By Dr David J. Cox, University of Wolverhampton
One of the most common pitfalls when looking for an ancestor who received a sentence of transportation is assuming that they were actually transported. Many criminals who were sentenced to a term of transportation never left English shores.
You also need to understand how the criminal justice system worked in the eighteenth and nineteenth century. All cases then as now first appeared before a magistrate. Your first port of call should therefore be to identify the offence for which your ancestor was sentenced, and where their trial took place. It is likely that their initial hearing would have been before a magistrate sitting in the town or area where the offence occurred.
If the offence was a minor one, then your ancestor would have been very unlikely to have been transported. If the offence was more serious, then your ancestor would have first appeared at a magistrates’ hearing but then been remanded in custody to await trial at either Quarter Sessions (see Quarter Sessions guide) or at the Assizes.
Local archives can hold a lot of information about Quarter Sessions sittings. If your ancestor was tried at the Assizes, then most Assize records are held at the National Archives.
Newspaper archives
The best sources for magistrates’ hearings (both Petty Sessions and Quarter Sessions) are local and regional newspaper archives.
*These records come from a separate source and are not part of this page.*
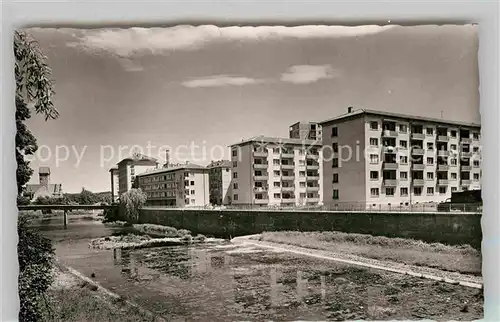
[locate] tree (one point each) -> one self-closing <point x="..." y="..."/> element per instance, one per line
<point x="34" y="88"/>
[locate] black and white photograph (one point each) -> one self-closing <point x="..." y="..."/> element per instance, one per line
<point x="249" y="173"/>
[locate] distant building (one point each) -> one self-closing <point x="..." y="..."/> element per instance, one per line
<point x="44" y="188"/>
<point x="409" y="159"/>
<point x="269" y="171"/>
<point x="130" y="167"/>
<point x="219" y="176"/>
<point x="181" y="185"/>
<point x="306" y="131"/>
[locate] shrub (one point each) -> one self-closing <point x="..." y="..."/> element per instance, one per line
<point x="36" y="260"/>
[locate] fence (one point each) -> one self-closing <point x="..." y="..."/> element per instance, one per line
<point x="345" y="207"/>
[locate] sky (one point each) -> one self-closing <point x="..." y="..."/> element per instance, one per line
<point x="202" y="88"/>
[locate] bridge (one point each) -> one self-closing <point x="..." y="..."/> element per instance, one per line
<point x="66" y="208"/>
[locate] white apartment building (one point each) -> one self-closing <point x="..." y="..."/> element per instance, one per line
<point x="402" y="160"/>
<point x="128" y="168"/>
<point x="181" y="185"/>
<point x="269" y="171"/>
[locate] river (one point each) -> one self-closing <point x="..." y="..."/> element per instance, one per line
<point x="225" y="282"/>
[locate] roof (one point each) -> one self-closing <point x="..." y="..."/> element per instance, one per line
<point x="360" y="112"/>
<point x="187" y="166"/>
<point x="221" y="163"/>
<point x="44" y="170"/>
<point x="277" y="140"/>
<point x="139" y="158"/>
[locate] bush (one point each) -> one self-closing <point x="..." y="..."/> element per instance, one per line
<point x="36" y="260"/>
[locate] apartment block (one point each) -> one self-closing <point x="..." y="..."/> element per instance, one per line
<point x="397" y="160"/>
<point x="219" y="177"/>
<point x="305" y="131"/>
<point x="270" y="171"/>
<point x="128" y="168"/>
<point x="181" y="185"/>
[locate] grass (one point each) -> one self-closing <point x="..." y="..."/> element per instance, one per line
<point x="464" y="259"/>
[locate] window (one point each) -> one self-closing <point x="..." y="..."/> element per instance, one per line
<point x="335" y="163"/>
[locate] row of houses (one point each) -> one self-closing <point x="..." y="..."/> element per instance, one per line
<point x="362" y="157"/>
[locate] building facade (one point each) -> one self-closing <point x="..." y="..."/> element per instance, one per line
<point x="184" y="185"/>
<point x="130" y="167"/>
<point x="270" y="171"/>
<point x="305" y="131"/>
<point x="219" y="177"/>
<point x="397" y="160"/>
These can often be consulted at the archives in the location of the offence. Local archives and libraries may also have institutional subscriptions to many of the most useful internet sites such as Ancestry, Findmypast and the British Library newspaper archive.
Old Bailey Proceedings
If you are ‘lucky’ enough to have an ancestor tried at the Central Criminal Court in London, (better known as the Old Bailey) then you will be able to look up details of the trial for free on the Old Bailey Online website (www.oldbaileyonline.org/).
You can also trace your ancestor through the Digital Panopticon website (www.digitalpanopticon.org), which contains links to over 50 other databases for criminals convicted at the Old Bailey from 1780.
The Old Bailey Online also has a sister website entitled London Lives (www.londonlives.org) which can be useful for any ancestors transported from London before 1800.
From 1791-1892 (a period covering the vast majority of the period of transportation) all felonies heard at Quarter Sessions and Assizes were recorded in Criminal Registers. These can be searched by name on Ancestry and other genealogical websites.
Australian transported convict records
Thanks to the extensive nineteenth-century bureaucracy of the British Empire many types of records relating to transported convicts survive.
Ancestry and Findmypast both have international versions in which you can look for Australian records, but there are also numerous other free-to-use websites that give details of convicts transported to Australia. These include:
The Digital Panopticon (www.digitalpanopticon.org) – this website allows you to trace 90,000 convicts transported from London to Australia and also links to numerous other useful databases.
Founders and Survivors (foundersandsurvivors.org) – this website contains searchable details of the over 60,000+ convicts sent to Tasmania (formerly known as Van Diemen’s Land) between 1803 and 1853.
British Convict Transportation Register 1787-1867 (www.slq.qld.gov.au/resources/family-history/convicts) – here you can search over 120,000 transported convicts’ records.
Convict Records of Australia (convictrecords.com.au) – this website also has a useful resources webpage and allows researchers to upload details of ‘their’ convicts.
Convict Ships Index (www.jenwilletts.com/Convict%20Ships.htm) – this allows you to search the convict ships arriving in both New South Wales and Tasmania between 1788 and 1850.
National Library of Australia Trove (trove.nla.gov.au/newspaper) – this website contains over 22 million digitised newspaper pages and can be very useful in tracing your convict ancestor’s life in Australia, both during their term of transportation and what happened to them after they were released.